Me ardían las mejillas pero no lograba discernir si se debía al embarazo o a la ira. Me envolví en el vacío, concentrada la mente en la llama que titilaba en su centro aislándome de las emociones para apaciguarme.
—¿Qué recuerdas de tu infancia? ¿De tus padres? ¿Tu casa en Fal Dara te resulta familiar? —las preguntas se disparaban como virotes y era incapaz de esquivarlas tanto como de asimilarlas. Anedra sabía algo sobre mí que yo mismo ignoraba. Claudiqué con mi respuesta, la aceptación de que ella tenía razón, intuyendo que no me quedaba otra vía para desempañar la niebla de mi pasado.

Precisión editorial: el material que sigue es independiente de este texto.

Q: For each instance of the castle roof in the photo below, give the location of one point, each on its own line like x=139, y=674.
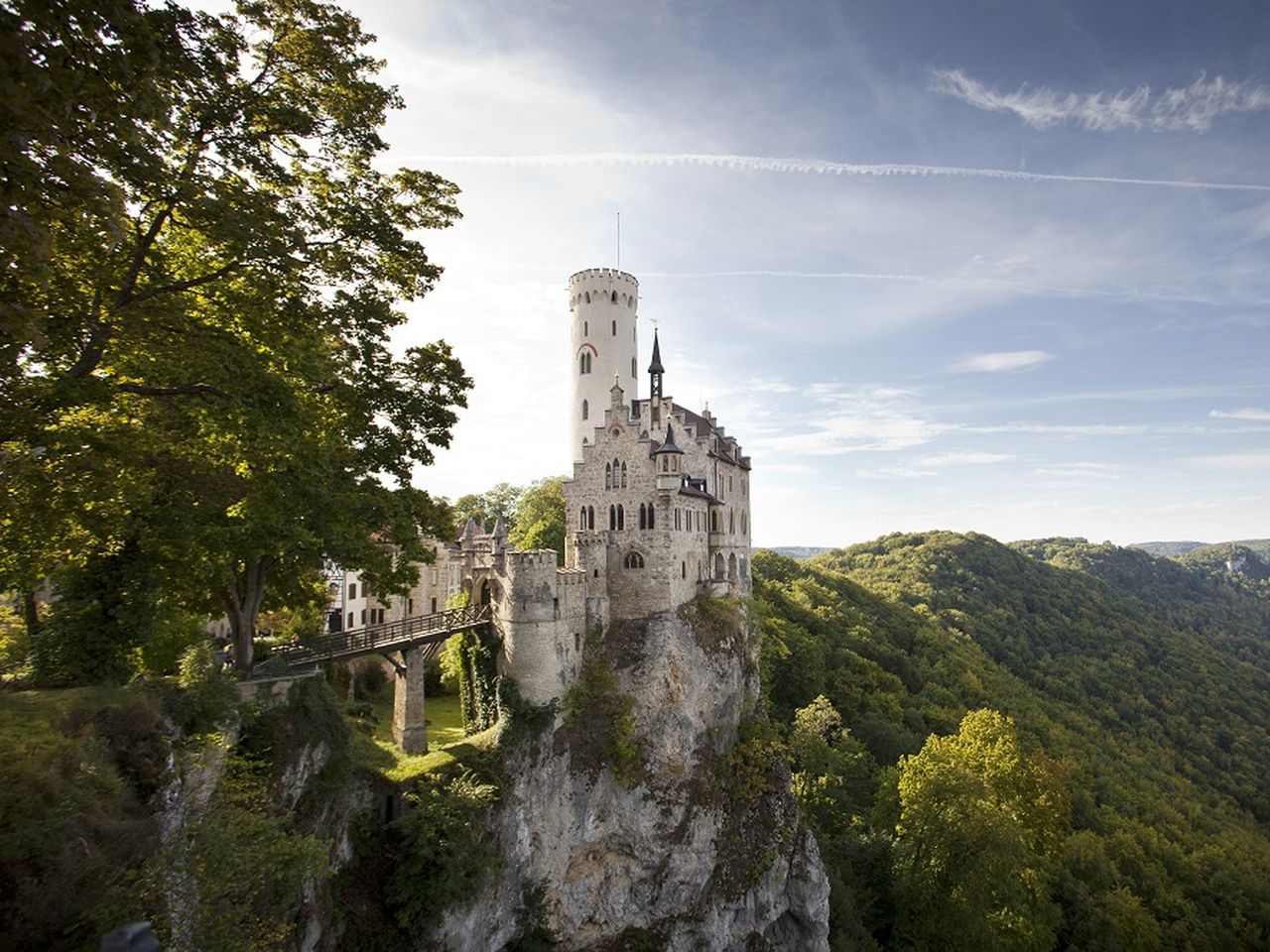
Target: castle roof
x=690, y=489
x=668, y=445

—He oído algunos casos como el tuyo en los últimos tiempos —prosiguió—. Con el advenimiento del Dragón renacido, el entramado ha entrado en una espiral vertiginosa… —Se levantó para irse. Se marchaba sin despedirse, cuanto menos sin resolver el enigma.
—Hermana, yo…
Me envolvió el calor y, de pronto, era incapaz de mover un solo músculo. El Poder Único. Me había inmovilizado con el Saidar y ni siquiera se había girado a mirarme. No me quedó otra que contemplar la puerta al cerrarse tras ella. Los flujos que me retenían se disolvieron poco después. A trancas y barrancas, me levanté y llegué hasta el picaporte. No estaba encerrado, pero al asomarme al corredor, estaba desierto. Ni el leve rumor de unos escarpines delataba que alguien caminara por él en cualquier dirección. Al misterio de mis orígenes, se sumaba ahora el de aquella marrón circunspecta y sus conocimientos no compartidos. ¿Debía hablar de ello con el señor Farid o esperar acontecimientos? Cuando regresé al barracón, me encontraba físicamente recuperado, pero mi mente era un torbellino en el que me aterraba atisbar.